Balancing the desires for innovation, opportunity and reality
In the Gartner Hype Cycle for Emerging Technologies 2023, the analyst positioned GenAI on the Peak of Inflated Expectations.
Said Arun Chandrasekaran, distinguished VP analyst at Gartner: “The massive pretraining and scale of AI foundation models, viral adoption of conversational agents and the proliferation of generative AI applications are heralding a new wave of workforce productivity and machine creativity.”
While conceding GenAI as a powerful tool that can amplify their employees’ capabilities, Endava's Cloke cautions adding AI is not a replacement for human creativity and decision-making.
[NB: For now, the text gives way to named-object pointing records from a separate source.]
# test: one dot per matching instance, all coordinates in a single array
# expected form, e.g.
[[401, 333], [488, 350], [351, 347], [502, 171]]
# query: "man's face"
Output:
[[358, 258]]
He suggests engaging the right experts for advice and ensuring the right skills are in place to manage AI tools effectively will allow organisations to reap the benefits of the technology.
To ensure greater clarity on Generative AI adoption, Assin believes it is necessary for leaders to set up a clear strategy for the deployment of Generative AI including its scope, timeline, metrics, and success. Against the backdrop of the inevitable integration of GenAI in employees' day-to-day work, organisations should focus on the risks and rules for the technology’s use and adoption.
"It is crucial to find solutions that satisfy businesses’ needs in a safe environment. This requires implementing local instances of AI tools, to ensure that the data given to the AI stays within a controlled environment."
Mike Assin
While endorsing the fostering of a culture of experimentation, VMware's Simos believes that regularly assessing the feasibility, ethical considerations and potential impact of AI-generated ideas ensure that innovation remains grounded.
"Effective communication, collaboration and a willingness to iterate are essential in guiding the integration of generative AI to create real-world value without losing sight of practicality." Paul Simos
In this, he points to the CTO organisation as the key to the assessment of the risk and feasibility of these technologies and validating which public AI/private AI technologies are safe to use to ensure the privacy and security of customer data.
Takeaways
Capgemini's Windoloski reminds us that GenAI is not “intelligent” in itself. "Humans need to build safeguards around them to guarantee the quality of their output. GenAI content must also be reviewed and tuned for accuracy before use.
He cites three approaches to securing GenAI:
Governance and Tailored Guidelines: Establish secure Generative AI use with custom guidelines for functional, legal, and ethical risks.
Bespoke Solutions: Craft custom, business-driven solutions rather than relying on publicly available tools to ensure reliability, security, and control. Verify data output against established guidelines to further refine and improve Generative AI tools.
Human Expertise and Diversity: Build safeguards with diverse teams of AI experts with extensive cross-domain machine learning experience, countering bias, and ensuring ethical trust.